Sus dedos recorrieron el borde de una de las mesas rituales, sus uñas arrastrándose por la superficie, dejando pequeñas marcas.
—No traigo a cualquiera aquí abajo, ¿sabes?… De hecho, eres el primero que podrá salir. Bueno, siempre y cuando te comportes adecuadamente~ —se rio ominosamente, pero luego su voz se tornó más baja. Más oscura—. Esta habitación es donde imagino todas las cosas desagradables que quiero hacer… y todas las formas divertidas en que quiero hacer gritar a mis enemigos.
Se dio la vuelta, sus ojos brillando con picardía—y algo más. Lujuria. Cruda, sin filtros.
—Y ahora estás aquí… solo. Conmigo.
La temperatura bajó otros cinco grados.
Podía sentirlo. La energía en el aire cambiando.
Se avecinaba un duelo.
Pero no era del tipo que se lucha con espadas.
—Ahora, si me disculpas, necesitaré unos minutos para prepararme… No quiero que mi primera vez sea sudorosa. —Luego hizo una mueca mientras añadía:
— O al menos no empezar estando ya sudorosa…
—¿Sabes que puedo darte una ducha, verdad?
Ante mi declaración, una expresión sensual reemplazó su gesto irónico. Negó con la cabeza.
—No. Necesito prepararme en más formas que solo limpiar mi cuerpo. Tienes que ser paciente, Quinnie.
—Esa es una tarea en la que no soy muy bueno.
Ella se rio, su sonrisa sensual sin abandonar sus labios mientras tarareaba con voz sensual:
—La paciencia es amarga, pero su fruto es dulce~
Mi hermanito se estremeció ante sus palabras. Un pulso traicionero y ansioso me recorrió directamente como si su sensual tarareo hubiera activado un interruptor en mi cerebro primitivo.
Las neuronas se habían activado.
Dioses, ya estaba demasiado perdido. La anticipación era como una tortura. Lo cual era bastante apropiado considerando el entorno y con quién estaba tratando.
Con un suspiro profundo, acepté su partida temporal y me quité la ropa. Giré el cuello antes de flexionar mis dedos mientras hacía que mi maná se agitara. Un suave flujo de agua corrió sobre mi piel en delgadas corrientes serpentinas, limpiando la suciedad, el sudor y la sangre de mi cuerpo.
Exhalé por la nariz, y en el mismo aliento, surgió el fuego.
No del tipo salvaje y furioso. No—esto era refinado. Controlado. Una llama baja y radiante cobró vida sobre mi piel, bailando a lo largo de mis extremidades con un calor gentil. Besó las gotas de mi cabello, pecho y muslos, evaporándolas sin una sola quemadura.
El agua había sido sensual. El fuego era indulgente. Y yo estaba listo.
Pero ella me hizo esperar.
Los minutos pasaron.
Caminé de un lado a otro. Me senté. Miré nuevamente la pared de leones. Caminé un poco más.
Y entonces, por fin, lo escuché: tacones golpeando lentamente el suelo detrás de la cortina lejana. Solo el sonido hizo que se me cortara la respiración.

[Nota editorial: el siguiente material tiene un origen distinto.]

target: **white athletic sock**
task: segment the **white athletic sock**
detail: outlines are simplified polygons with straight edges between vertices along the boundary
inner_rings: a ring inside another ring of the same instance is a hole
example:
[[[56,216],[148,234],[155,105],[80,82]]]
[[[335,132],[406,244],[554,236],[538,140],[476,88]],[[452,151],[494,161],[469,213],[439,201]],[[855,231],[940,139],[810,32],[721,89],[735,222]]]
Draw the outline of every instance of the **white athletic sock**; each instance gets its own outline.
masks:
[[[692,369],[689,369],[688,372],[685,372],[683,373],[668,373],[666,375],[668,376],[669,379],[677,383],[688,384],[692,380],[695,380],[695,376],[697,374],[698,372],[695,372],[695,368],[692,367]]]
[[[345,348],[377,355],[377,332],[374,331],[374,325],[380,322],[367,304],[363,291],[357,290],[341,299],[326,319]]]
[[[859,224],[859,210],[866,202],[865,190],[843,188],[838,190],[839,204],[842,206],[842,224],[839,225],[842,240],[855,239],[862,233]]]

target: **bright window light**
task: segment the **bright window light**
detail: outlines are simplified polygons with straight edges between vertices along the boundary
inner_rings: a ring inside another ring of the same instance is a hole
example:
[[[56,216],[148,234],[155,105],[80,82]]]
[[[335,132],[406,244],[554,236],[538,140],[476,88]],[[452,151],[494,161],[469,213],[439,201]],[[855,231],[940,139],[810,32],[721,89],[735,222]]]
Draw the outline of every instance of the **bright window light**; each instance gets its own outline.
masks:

Emergió como una visión de cada fantasía retorcida que nunca me había atrevido a admitir en voz alta. La atmósfera en la habitación cambió instantáneamente.
Su atuendo habitual había desaparecido. En su lugar, llevaba algo mucho más pecaminoso.
Un corsé negro abrazaba su cintura como un tornillo, empujando sus ya perfectas curvas hasta el punto de la reverencia. Estaba atado con hilo carmesí, apretado en la espalda pero abierto en la parte superior, mostrando la curva de sus senos. Sus piernas estaban envueltas en medias hasta el muslo que me hicieron salivar, y sus uñas brillaban, recién pintadas de rojo sangre, haciendo juego con sus ojos carmesí arremolinados que se fijaron en mí con hambre voraz.
Ya no parecía una dama.
Parecía la tentación encarnada.
Una seductora nacida de la locura.
Una diosa del dolor y el placer.
Y caminaba directamente hacia mí.
—Esperaste —murmuró, rodeándome lentamente como un depredador admirando su presa—. Qué buen chico.
No confié en mí mismo para hablar, sabiendo que tartamudearía como un tonto.
—Ahora… —susurró, rozando sus dedos por mi pecho con deliberada lentitud—. Veamos si estás verdaderamente listo para un duelo conmigo.